Master of Games

Today is the first day of #INF541. First, I must thank my long term friend and colleague Judy O’Connell. Judy’s inspirational vision and determined leadership at CSU has taken what was once a grass-roots, bloggers cafe conversation about technology, information and learning (in the era of read/write web) into a comprehensive set of courses at Masters level. While many have remained on Twitter or other social media to attempt to raise the profile and scholarship of technology in the classroom, Judy has placed it front and centre of University education.

INF541 is a Masters unit in Games Based Learning. I took a sabbatical from my PhD in Games Media to write the course with Judy and in doing so, it pressed home the importance of integrating game-like designs into learning. I was particularly interested in using the work of people such as Sara de Freitas and David Buckingham to connect game based learning to broader, well established calls for a more robust and relevant media education in both schools and higher education.

While the so called “Web2.0” movement gained the attention of teachers a decade ago, so far the grass roots efforts have gravitated towards individual Twitter fame and pop-up consultancies over any real attempt to expand the research around the impacts on teacher belief, changing practice and ultimately the outcomes of students themselves.  Emotional appeals to authority get attention in the always-outraged Twitterverse, but saying ‘children are at risk of being left behind or ill prepared for the future’ is untrue. This has been the claim for decades and debunked on numerous fronts including the 1970s call for de-schooling society as children are not ignorant or unable to make sense of the world for themselves.

We know very little about the impact of the commercial world’s deliberate targeting of children as consumers though the media.

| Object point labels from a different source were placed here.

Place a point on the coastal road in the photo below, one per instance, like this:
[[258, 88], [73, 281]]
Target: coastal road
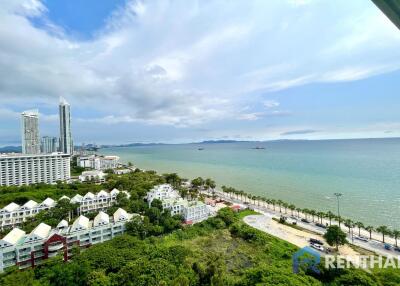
[[371, 245]]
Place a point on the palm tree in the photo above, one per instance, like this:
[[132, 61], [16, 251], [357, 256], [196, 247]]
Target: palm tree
[[306, 212], [349, 224], [285, 205], [210, 184], [280, 205], [321, 215], [330, 215], [384, 230], [292, 208], [369, 229], [273, 202], [396, 235], [359, 225], [313, 213]]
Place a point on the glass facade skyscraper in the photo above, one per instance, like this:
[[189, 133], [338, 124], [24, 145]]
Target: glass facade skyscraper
[[66, 144], [30, 132]]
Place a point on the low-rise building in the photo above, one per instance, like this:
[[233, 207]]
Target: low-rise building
[[26, 169], [196, 211], [122, 171], [95, 202], [162, 192], [93, 176], [98, 162], [14, 214], [26, 250], [191, 211]]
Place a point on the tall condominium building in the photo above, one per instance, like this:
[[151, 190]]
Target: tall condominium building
[[25, 169], [48, 144], [66, 144], [30, 132]]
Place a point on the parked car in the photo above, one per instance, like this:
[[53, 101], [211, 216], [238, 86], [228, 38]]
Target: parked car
[[317, 246], [388, 246], [316, 241], [362, 238]]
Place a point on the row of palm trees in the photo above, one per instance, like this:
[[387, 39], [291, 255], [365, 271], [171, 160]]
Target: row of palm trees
[[316, 216], [199, 183]]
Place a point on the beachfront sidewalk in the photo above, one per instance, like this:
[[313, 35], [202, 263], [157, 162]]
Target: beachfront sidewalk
[[374, 244]]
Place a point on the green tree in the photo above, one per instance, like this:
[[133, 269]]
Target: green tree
[[359, 225], [396, 235], [173, 179], [227, 215], [369, 228], [384, 230], [335, 236]]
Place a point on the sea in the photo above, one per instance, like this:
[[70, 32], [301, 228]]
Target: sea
[[306, 173]]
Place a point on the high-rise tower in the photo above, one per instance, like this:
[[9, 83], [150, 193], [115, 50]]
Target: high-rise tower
[[66, 145], [30, 132]]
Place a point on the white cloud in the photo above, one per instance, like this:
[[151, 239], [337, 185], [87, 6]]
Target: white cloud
[[271, 103], [185, 63]]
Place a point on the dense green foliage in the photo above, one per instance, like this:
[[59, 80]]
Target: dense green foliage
[[158, 250], [40, 192], [219, 251], [335, 236]]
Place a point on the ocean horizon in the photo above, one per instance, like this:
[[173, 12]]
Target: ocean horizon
[[304, 172]]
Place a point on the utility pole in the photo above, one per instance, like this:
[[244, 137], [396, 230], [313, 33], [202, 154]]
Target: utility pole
[[338, 195]]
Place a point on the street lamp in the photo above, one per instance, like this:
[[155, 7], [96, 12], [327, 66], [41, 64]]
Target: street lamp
[[338, 195]]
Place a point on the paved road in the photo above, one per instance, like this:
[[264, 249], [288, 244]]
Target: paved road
[[371, 245]]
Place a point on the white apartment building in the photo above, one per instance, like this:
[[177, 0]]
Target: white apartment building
[[95, 175], [26, 250], [30, 132], [95, 202], [25, 169], [191, 211], [14, 214], [162, 192], [175, 205], [98, 162], [196, 211]]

Hashtagging teachers, seeking out consultancy gigs are particular concern of mine these days — they enjoy a position of trust, yet seem to be oblivious to the fact they are making economic and social capital by exploiting children’s (perceived needs). Games are part of the media-lives of 98% of adults and children in Australia, and yet they are routinely banned in schools and completely ignored by the hashtagging ‘feel good’ debates on Twitter, usually primed not through experience, but linear Question, then Answer routines. One of Buckingham’s central arguments is that people think that if they are doing things with technology then they are doing media education and they‟re not.

INF541 explores games, their characteristics and their connections with media cultures. While it uses select focused works of scholars, it also accepts that teachers need to also find and explore much broader media-sources to understand more about how people come to know games, why some ideas in games take hold (such as Minecraft) and other’s don’t. It’s been a real pleasure to work on this course and try to connect games to other courses in Information Studies at CSU. Part of this is a little daunting. INF541’s sister courses have been designed by people whom were in the vanguard of the grass-roots movement a decade ago, and now are successfully, leading, writing and researching at a global scale. People such as Julie Lindsey and Ewan McIntosh, both of whom I first met in 2008 in a blogger’s cafe and whom have a solid reputation among connected networks online and have also made the move to a more academic frame.

It’s hard to imagine even a few years ago, when I did my Masters in Educational Technology, that there could be a unit about games based learning, or that teachers would see it as a viable and important part of media education. It highlights the fast-culture that has been brought about by global connected conversations and access to media. You’re welcome to follow along in the #INF541 media stream, and I’m sure I’ll be blogging the trip.